IN-DEPTH COVERAGE

In the wake of a series of election errors last year, The Atlanta Journal-Constitution dug deep into issues surrounding the Fulton County Registration and Elections Department. By poring over documents, analyzing voter spreadsheets and interviewing experts, county officials, poll workers and voters, the AJC has exposed flaws in the department’s handling of elections. This story sheds light on the difficulty Fulton and other metro Atlanta counties are having with the state’s new voter database, and what that means for voters heading to the polls this fall.

Elections chiefs for several metro Atlanta counties are warning that glitches in the state’s new voter registration system could cause frustrations for voters when polling starts in four weeks.

Data entry is more cumbersome, they say, and the new software often puts streets and houses on the wrong sides of district lines, which have been adjusted to account for the 2010 census.

“It’s very, very complex,” DeKalb Elections Director Maxine Daniels said. “We’re just concerned about how this is going to come together before November.”

Some county officials are concerned that voters could cast ballots in the wrong council races or get blocked from using touch-screen machines because precinct workers can’t find them in their computers.

Problems have already cropped up in the first jurisdiction to use the new system — Macon-Bibb County, which is holding an election Tuesday to pick the leaders of its newly consolidated government. During early voting, dozens of people cast ballots in the wrong commission races, and lines stalled for hours as poll workers checked addresses against district maps.

The Secretary of State’s Office started moving all 159 counties onto ElectionNet late last year, after spending $2.6 million to replace an antiquated program that had been in use since 1995. It’s not clear if the state’s software is to blame or if some other problem, such as user error, is plaguing Macon-Bibb, said Merle King, executive director of Kennesaw State University’s Center for Election Systems.

However, both the state and the software provider, Connecticut-based PCC Technology Group, acknowledged some problems with the software, saying they’re working feverishly to make fixes before early voting starts statewide on Oct. 14.

“We have people working around the clock to resolve these issues,” PCC Technology President Joe Singh said.

Wide-scale data problems could cast doubt on winners of close contests in hundreds of Georgia cities, leaving taxpayers on the hook for recounts or protracted litigation. Long lines could cause voters to give up and leave their precincts without casting their ballots.

“The question will be whether it’s on a scale that’s disruptive to the voting process,” said King.

At a meeting last week organized by Daniels, the heads of nine counties’ elections offices talked out about ElectionNet’s shortcomings.
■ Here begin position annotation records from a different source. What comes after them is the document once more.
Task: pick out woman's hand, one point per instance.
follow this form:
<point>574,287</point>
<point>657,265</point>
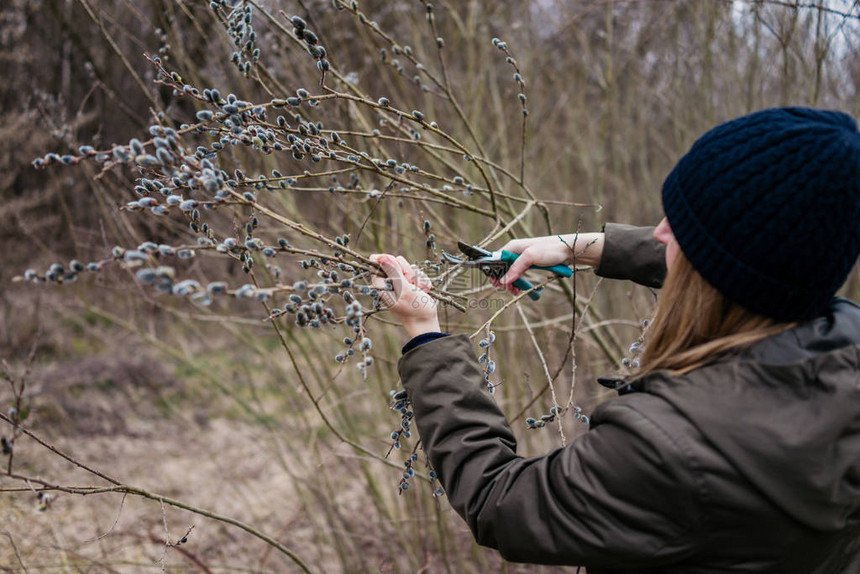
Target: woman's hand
<point>409,301</point>
<point>551,250</point>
The system requires more keystrokes to enter data, increasing chances of human error. It took two data entry screens to key in voters before; now it takes seven screens, Daniels said.

No director seems as frustrated as Rick Barron, who recently took over Fulton County’s troubled elections office. He told the chairwoman and vice chairman of his oversight board last week that ElectionNet is making his mission of overhauling the department before fall elections even tougher.

“No one has any confidence in this system,” Barron said of Daniels’ meeting in DeKalb, which also attended by representatives of Athens-Clarke, Cherokee, Clayton, Cobb, Forsyth, Hall and Rockdale counties. “There’s a few that will not go on record because they are afraid of the state. I’m past that.”

Despite being the state’s largest county, and having the elections office most prone to errors in recent years, Fulton was the last to link into the new system, giving Barron’s staff less time to work out kinks. Jared Thomas, spokesman for Secretary of State Brian Kemp, said Fulton would have been added a month earlier, but the interim director who preceded Barron asked for multiple delays.

Fulton will run mayoral and city council elections for Atlanta and nine other cities, plus races for the Atlanta school board. Barron is particularly concerned because, during last year’s primary, nearly 700 voters in Sandy Springs and southwest Atlanta cast ballots in the wrong state Senate and state House races. The elections board decided that the incorrect ballots weren’t enough to have swayed any election results.

In November, slow processing of voter registration required Fulton to use more paper ballots than the rest of the state combined.

Georgia Secretary of State Brian Kemp’s office has opened investigations into last year’s problems in Fulton.

“They make it seem like we’re the only county with a problem,” Barron told elections board members last week. “We found out (at Daniels’ meeting) that we’re not the only ones with a problem.”

Cobb County Elections Director Janine Eveler said her department has made numerous reports to the state about ElectionNet problems, including data entry fields not accepting full addresses. The system has also been unable to produce precinct cards for voters affected by redistricting, so Cobb will be sending letters telling them where to vote, she said.

Eveler said she’ll be stocking precincts with 50 provisional paper ballots instead of the usual 25, as a precaution.

Thomas, of Kemp’s office, said the changeover began under his boss’ predecessor, former Secretary of State Karen Handel.

“Any time you move 159 counties to a new system, kinks are going to develop,” Thomas said. “What we are finding is that, during any transition process, there are things that need to be addressed, and we are doing that right now.”